4. Judgment of the Court
The Kerala High Court struck down the entire deeming provision, not just its retrospective application.
The Court declared: “Accordingly, the provisions of Section 2(17)(e) and Section 7(1)(aa) and the Explanation thereto of the CGST Act, 2017 and the provisions of Section 2(17)(e) and Section 7(1)(aa) and the Explanation thereto of the KGST Act are declared as unconstitutional and void, being ultra vires the provisions of Article 246A read with Article 366(12A) and Article 265 of the Constitution of India.”
Thus, the Court:
- Invalidated the deeming fiction prospectively and retrospectively
- Reinstated the protection under the mutuality principle
- Held that IMA and similar associations are not liable to pay GST on services rendered to their members
5. Case References Cited by the Court
- Calcutta Club Ltd. v. State of West Bengal, (2019) 19 SCC 107
– Upheld mutuality; supply to self not taxable - JCTO v. Young Men’s Indian Association, (1970) 1 SCC 462
– No taxable supply between a club and its members - Ranchi Club Ltd. v. Chief CCE & ST, (2012) 51 VST 369
– Mutuality applies under service tax regime - Gannon Dunkerley & Co. v. State of Madras, AIR 1958 SC 560
– Constitutional terms cannot be altered by statute - Jayam & Co. v. Assistant Commissioner, (2016) 15 SCC 125
– Retrospective amendments that impose new burdens are unconstitutional - Star India Pvt. Ltd. v. CCE, (2005) 7 SCC 203
– No interest if tax was not payable earlier - Exide Industries v.

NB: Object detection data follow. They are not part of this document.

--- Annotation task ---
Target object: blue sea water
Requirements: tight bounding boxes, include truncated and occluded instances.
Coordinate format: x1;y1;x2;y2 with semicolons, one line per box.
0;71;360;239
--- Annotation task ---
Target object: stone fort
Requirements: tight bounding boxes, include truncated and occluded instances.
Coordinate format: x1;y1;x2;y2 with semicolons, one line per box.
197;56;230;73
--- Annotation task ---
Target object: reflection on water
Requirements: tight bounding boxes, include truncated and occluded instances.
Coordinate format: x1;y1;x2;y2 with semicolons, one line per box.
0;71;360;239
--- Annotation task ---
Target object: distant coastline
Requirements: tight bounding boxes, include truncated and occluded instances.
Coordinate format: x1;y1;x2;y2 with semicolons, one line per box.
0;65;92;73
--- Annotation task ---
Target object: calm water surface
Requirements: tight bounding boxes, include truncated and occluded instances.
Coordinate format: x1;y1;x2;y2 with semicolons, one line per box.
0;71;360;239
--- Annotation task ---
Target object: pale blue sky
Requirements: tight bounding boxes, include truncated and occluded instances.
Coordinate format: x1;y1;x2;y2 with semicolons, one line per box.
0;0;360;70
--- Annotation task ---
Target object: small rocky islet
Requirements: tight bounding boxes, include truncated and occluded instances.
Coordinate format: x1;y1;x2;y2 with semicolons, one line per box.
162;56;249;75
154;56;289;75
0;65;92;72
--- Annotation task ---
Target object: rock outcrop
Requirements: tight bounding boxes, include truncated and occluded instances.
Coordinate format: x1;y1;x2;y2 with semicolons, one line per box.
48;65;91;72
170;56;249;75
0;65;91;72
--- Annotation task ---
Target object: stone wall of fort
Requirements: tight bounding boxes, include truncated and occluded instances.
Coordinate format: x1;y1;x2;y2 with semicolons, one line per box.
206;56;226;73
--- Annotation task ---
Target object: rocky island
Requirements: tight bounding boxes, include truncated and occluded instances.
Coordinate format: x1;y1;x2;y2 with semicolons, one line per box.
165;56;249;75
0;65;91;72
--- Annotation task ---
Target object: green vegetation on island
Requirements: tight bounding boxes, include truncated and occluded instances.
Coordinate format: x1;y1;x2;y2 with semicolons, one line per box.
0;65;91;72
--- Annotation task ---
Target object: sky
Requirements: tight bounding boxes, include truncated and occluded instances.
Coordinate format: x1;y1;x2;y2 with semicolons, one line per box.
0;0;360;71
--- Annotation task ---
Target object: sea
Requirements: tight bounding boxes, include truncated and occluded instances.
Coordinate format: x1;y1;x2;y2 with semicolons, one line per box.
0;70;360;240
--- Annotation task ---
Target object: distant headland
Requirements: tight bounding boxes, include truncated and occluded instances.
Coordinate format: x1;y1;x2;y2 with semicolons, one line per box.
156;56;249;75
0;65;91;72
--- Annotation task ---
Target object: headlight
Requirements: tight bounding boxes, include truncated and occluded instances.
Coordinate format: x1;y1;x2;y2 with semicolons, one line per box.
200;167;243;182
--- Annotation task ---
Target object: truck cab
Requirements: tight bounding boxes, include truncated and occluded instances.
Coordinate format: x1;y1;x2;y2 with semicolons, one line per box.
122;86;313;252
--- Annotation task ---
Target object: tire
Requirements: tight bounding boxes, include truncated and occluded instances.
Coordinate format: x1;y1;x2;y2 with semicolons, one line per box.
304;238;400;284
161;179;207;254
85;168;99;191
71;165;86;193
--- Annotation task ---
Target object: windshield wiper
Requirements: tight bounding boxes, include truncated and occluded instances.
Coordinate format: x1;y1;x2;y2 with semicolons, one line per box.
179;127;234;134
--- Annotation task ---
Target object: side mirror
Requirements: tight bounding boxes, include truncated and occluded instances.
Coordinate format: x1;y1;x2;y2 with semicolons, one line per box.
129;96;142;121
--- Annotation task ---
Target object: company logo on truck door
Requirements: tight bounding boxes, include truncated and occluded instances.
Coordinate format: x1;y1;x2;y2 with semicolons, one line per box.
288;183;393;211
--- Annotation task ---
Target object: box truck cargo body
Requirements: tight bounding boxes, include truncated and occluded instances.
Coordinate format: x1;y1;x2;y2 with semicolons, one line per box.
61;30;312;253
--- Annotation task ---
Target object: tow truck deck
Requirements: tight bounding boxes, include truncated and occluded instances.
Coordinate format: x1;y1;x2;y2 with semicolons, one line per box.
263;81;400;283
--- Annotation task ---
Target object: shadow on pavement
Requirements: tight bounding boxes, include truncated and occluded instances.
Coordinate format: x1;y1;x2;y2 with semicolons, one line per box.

Union of India, (2020) 5 SCC 274
– Parliament can remove the basis of judgment by law, but not beyond constitutional bounds.
6. Key Learnings from the Judgment
- Clubs and members are not separate persons for GST purposes unless the Constitution is amended to say so.
- Statutory amendments cannot override constitutional doctrines like mutuality.
- Legal fictions created by Parliament must operate within the constitutional framework.
- Retrospective tax laws, if they impose new liabilities without notice or opportunity to comply, can be struck down as unconstitutional.
This judgment re-establishes constitutional supremacy over fiscal statutes, especially where settled legal positions are disturbed without due process.
7. Conclusion
This judgment is a landmark interpretation of GST law in light of constitutional principles. The Kerala High Court:
- Reinforced the principle of mutuality
- Held that clubs and associations are not liable to pay GST for services to their members
- Struck down the deeming provisions of the CGST and KGST Acts as unconstitutional
The verdict is a significant relief to member-driven organizations, protecting them from both retrospective tax demands and future taxability, unless a constitutional amendment permits otherwise.